# How much do I use?



## jessieh (Jan 4, 2015)

I am very new to soap making, and am going to be making my 2nd ever batch.  I would like to mix grapefruit essential oil, sweet orange essential oil, and lavender fragrance oil.  I am making a 4 pound batch of cold process soap.  I have been trying to research how much of the oils (in oz. or teaspoons) I would need to add.  Can anyone help?
Jessie


----------



## cmzaha (Jan 4, 2015)

These particular oils I would use at 1 oz per lb of oils. This is about 6.25% of your oil weight. You would use this as a total you would use, so you would have to figure out the percentage you want of each fo and eo. Can't give you the exact amount in oz since I do not know your actual oil weight.

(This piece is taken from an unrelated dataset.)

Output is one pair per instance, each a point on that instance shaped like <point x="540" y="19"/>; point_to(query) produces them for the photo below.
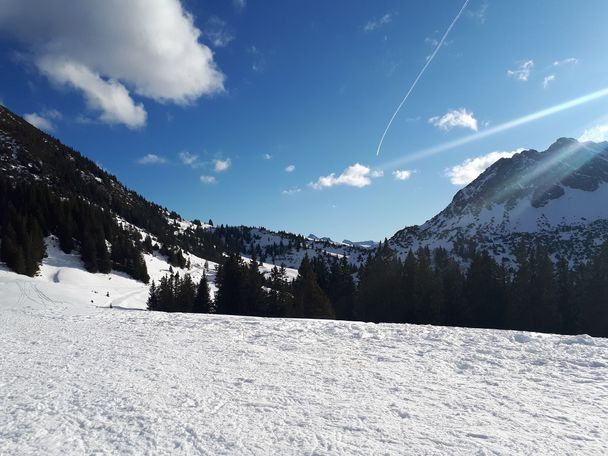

It takes less than 64 oz (4lbs) of oil for a 4 lb batch of soap.


----------



## jessieh (Jan 4, 2015)

Hi, thanks for your reply.
The recipe I am using is a basic 3 oil - 4 pound recipe
2.4 lb of olive oil
1 lb. coconut oil
12 oz. palm oil

9.6 oz lye
1 lb. 8 oz water


----------



## cmzaha (Jan 5, 2015)

First of all you need to become friends with a lye calculator for soaping such as soapcalc.net. I think there is a sticky on this forum giving a good explanation of how to use it. You also should measure all ingredients in either grams or oz. Most like grams I usually measure oz. In soapcalcs you cannot mix the method of measuring, stick to grams or oz. 
As for your recipe I would lower the coconut oil to 20%, yours is 24% and either up the olive or palm or split the difference between the 2 remaining oils. Coconut oil lends very cleansing and bubbly values to your soap. Most soapers do not go over 20% I go well under 20% for most soaps.
This recipe will also give you more batter than will fit in a 4lb mold. Lye and water contribute to the volume of the soap batter. There is also a sticky explaining how to measure a mold. If you use soapcalc you will see a total for your batter weight on the print /review page. 
Remember, do not just use a written recipe without running it through a calculator, since not all recipes are written correctly


----------